Things are getting better, Visual ETL tools are falling out of favor to proper coded ETL (spark, dbt, etc) and data teams are starting to see the value of actually engineering a solution instead of just throwing it over the wall to a DBA to deal with. But tooling, and general information on the web is still lacking. Pushing data engineers over "etl developers" or "bi developers" (or "data scientists") will drastically improve any organizations ability to actually deliver real analytics and hopefully an industry wide push will raise all ships.

1 comments

Why do you think that coded ETL is winning over the click-and-drag variant? I'd say the latter makes things a lot easier no?
My bias has always been against click-and-drag programming, and I believe it mostly comes from my application developer background as the sentiment towards visual style application development tools is (almost) unanimously negative.

Coming over to the data world, I noticed the same type of problems click-and-drag app development had appearing in tools like IBM's DataStage and Informatica's Powercenter. There's only so much you can do by dragging and dropping items on a screen, eventually you need to take their respective escape hatches and do some programming - and when you do it's almost never ideal. I've also yet to see a visual coding tool produce readable concise diffs in any source control provider.
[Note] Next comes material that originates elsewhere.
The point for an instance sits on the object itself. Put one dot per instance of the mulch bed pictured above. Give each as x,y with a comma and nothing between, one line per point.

Most of these tools also require some sort of centralized server infrastructure and a thick client making it so much more challenging to bootstrap new ETL developers.

I do hear others in the data world who have migrated to Spark or DBT share the same sentiments - but that could just be confirmation bias.

Advances in ETL. Spark and DBT are large improvements over pre 2010 ETL tools. Give it a few years and we'll see really good GUIs for Spark/DBT.